Using the tweezers, grasp the tick by its head, as close to your skin as you can get.
“Just gently pry straight up,” he said. “You don’t have to rip it out at 100 miles per hour. Use gentle upward pressure and that thing will pop out.”
Despite what some people think, the head of the tick is not embedded in your skin. Ticks have a long beak that’s attached to you.
And despite another old myth, you shouldn’t rotate the tick as you pull on its head.
“If you twist, it will break the beak off,” said Dapsis. “But if you do, that’s inconsequential. People will call me in a panic because they still see the beak inside the skin and they’re flipping out. ‘Should I go to the emergency room and have a doctor dig it out?’
“The beak, once it’s separated from the tick’s head, is no worse than a wood splinter. Don’t fret if you can’t get that part out. Apply a little Neosporin and it will dissolve.”
You should use the same simple technique, whether you’re removing a tick from a child, a pet or child or yourself, he said.
Preserve For Testing
Avoid the old myths like a flaming match or Vaseline.

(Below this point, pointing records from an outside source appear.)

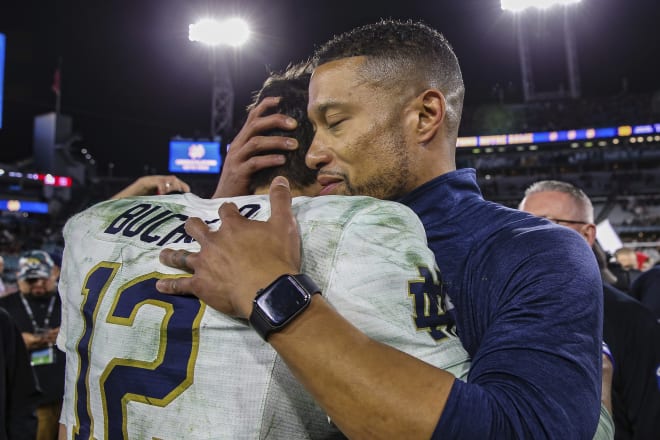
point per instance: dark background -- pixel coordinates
(131, 79)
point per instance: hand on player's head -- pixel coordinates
(244, 157)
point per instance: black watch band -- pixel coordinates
(276, 305)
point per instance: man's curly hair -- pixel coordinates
(292, 87)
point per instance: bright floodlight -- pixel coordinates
(232, 32)
(521, 5)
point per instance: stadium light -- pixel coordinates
(521, 5)
(231, 32)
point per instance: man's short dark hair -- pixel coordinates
(403, 53)
(292, 87)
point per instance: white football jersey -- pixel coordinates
(144, 365)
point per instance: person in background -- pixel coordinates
(37, 312)
(625, 268)
(646, 288)
(629, 329)
(3, 290)
(18, 387)
(385, 100)
(153, 185)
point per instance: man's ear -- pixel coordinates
(431, 110)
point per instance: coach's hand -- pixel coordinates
(244, 157)
(238, 259)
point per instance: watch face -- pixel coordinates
(282, 303)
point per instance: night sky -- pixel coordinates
(131, 80)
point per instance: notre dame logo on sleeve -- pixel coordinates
(429, 313)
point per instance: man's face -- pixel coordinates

“If you put a match to that tick, you’ve now burned evidence,” said Dapsis, “You can’t test that tick.”
Vaseline also will muck up the ability to test the tick.
“The less you do to mess up the tick, the better,” he said.
There’s mixed evidence on whether you can wash an attached tick off in the shower, he said.
“I tell people the reason to take a shower is that stripping down is another opportunity for a tick check.”
Once you’ve removed the tick, the next step is to get it tested. Place the tick in a zip-lock plastic bag. Go to www.TickReport.com and fill out an online submission form. You’ll be assigned a work order number; write that on the baggy or on a piece of paper that you place inside the baggy.
Then put the labeled tick in an envelope and mail it to:
Laboratory of Medical Zoology
Fernald Hall, University of Massachusetts
270 Stockbridge Rd.
Amherst, MA 01003
Results of the tick test will be sent to you in three or fewer business days.
The tick test costs $15 if you’re a Barnstable county resident.
“Cape Cod Healthcare has been generous in subsidizing the cost of tick testing because they’re seeing value in getting data on what people were potentially exposed to,” said Dapsis.
If you’re not feeling well and you go to the doctor’s office with your tick report, it takes the guesswork out of the diagnosis, according to Dapsis.
“It gives doctors a much better idea of what they should be looking for in their patient’s clinical presentation.”